Q5: How do I evolve a global API without breaking consumers? A5: Provide deprecation shims, keep old symbols for a few releases, and document migration. Implement runtime adapters that map old shapes to new ones and include compile-time guidance in your typings (e.g., mark deprecated signatures with @deprecated JSDoc tags).
Q6: Should I use globalThis or window in typings? A6: Prefer globalThis in library typings because it works across browsers, workers, and Node (when polyfilled). Use Window for browser-only augmentations when you’re sure it’s browser-exclusive.
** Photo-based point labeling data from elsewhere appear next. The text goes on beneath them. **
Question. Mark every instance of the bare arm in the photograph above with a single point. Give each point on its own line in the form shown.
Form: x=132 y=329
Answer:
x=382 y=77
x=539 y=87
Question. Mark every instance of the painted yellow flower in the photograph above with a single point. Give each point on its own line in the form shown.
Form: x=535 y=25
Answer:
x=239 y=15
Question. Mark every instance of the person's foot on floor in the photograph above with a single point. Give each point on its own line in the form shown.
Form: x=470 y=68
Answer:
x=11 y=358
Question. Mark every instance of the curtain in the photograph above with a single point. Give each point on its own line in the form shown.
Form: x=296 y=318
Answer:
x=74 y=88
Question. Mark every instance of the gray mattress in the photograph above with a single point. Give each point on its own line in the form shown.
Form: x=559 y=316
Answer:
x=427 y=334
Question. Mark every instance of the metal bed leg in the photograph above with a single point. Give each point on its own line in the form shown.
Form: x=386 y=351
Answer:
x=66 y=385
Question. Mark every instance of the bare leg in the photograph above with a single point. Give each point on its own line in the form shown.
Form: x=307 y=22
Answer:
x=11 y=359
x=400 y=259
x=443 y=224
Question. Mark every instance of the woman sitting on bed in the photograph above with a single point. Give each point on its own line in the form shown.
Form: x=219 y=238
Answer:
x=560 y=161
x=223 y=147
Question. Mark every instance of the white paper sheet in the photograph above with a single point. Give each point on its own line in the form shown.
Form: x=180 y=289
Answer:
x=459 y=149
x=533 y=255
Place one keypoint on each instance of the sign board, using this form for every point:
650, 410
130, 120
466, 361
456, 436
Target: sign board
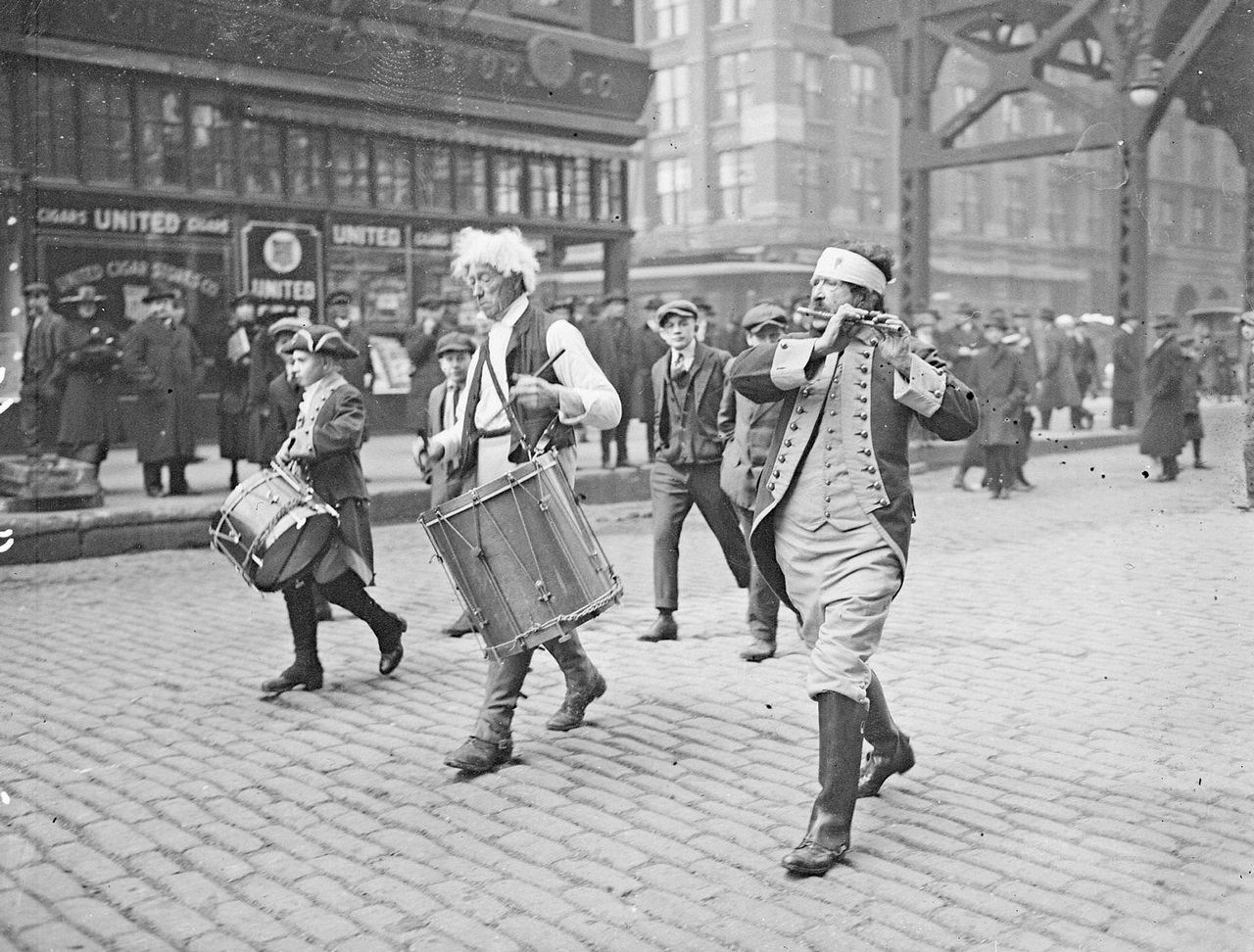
282, 263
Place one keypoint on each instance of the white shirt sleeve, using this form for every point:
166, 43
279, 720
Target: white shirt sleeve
588, 396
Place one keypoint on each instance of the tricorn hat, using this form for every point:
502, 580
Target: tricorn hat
321, 340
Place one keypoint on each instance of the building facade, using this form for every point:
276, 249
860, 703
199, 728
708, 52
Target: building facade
769, 138
300, 147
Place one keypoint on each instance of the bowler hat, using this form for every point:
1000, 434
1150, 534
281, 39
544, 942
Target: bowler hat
321, 340
83, 295
764, 312
677, 308
455, 341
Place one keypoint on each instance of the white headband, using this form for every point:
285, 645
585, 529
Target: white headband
851, 267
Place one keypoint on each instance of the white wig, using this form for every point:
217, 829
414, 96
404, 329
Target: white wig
505, 251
Document constraints clearly.
Q7: How to handle third-party plugins that need to extend my global API? A7: Design extension points as interfaces that are safe to merge (e.g., interfaces Controls, Plugins). Document where plugin authors should augment. Use declaration merging and provide examples. For plugin patterns and mixin guidance, see Typing Mixins with ES6 Classes in TypeScript — A Practical Guide.
Q8: My library exposes both event callbacks and an emitter on the global. How to type that cleanly? A8: Expose a typed event interface with typed listener signatures and prefer a typed EventEmitter facade. If you need a global emitter, declare its type in the ambient namespace and export helper functions to subscribe safely. See Typing Libraries That Use Event Emitters Heavily for patterns and best practices.
Q9: Are there performance implications for typed adapters or runtime guards? A9: Runtime guards are tiny checks (typeof or presence checks) and add negligible overhead. If you wrap global objects with Proxies or heavy validation in hot paths, measure and optimize. Use lazy adapters to avoid initialization cost until the API is actually used. For interception patterns and performance tradeoffs, consult Typing Proxy Pattern Implementations in TypeScript.
Q10: How should I document my global API so consumers (script and module) understand usage? A10: Provide clear README examples for both script-tag usage and import-based usage, include a types/typings section, and ship small runnable examples in your repository. Document recommended migration paths and include typed snippets so editors can show correct completions.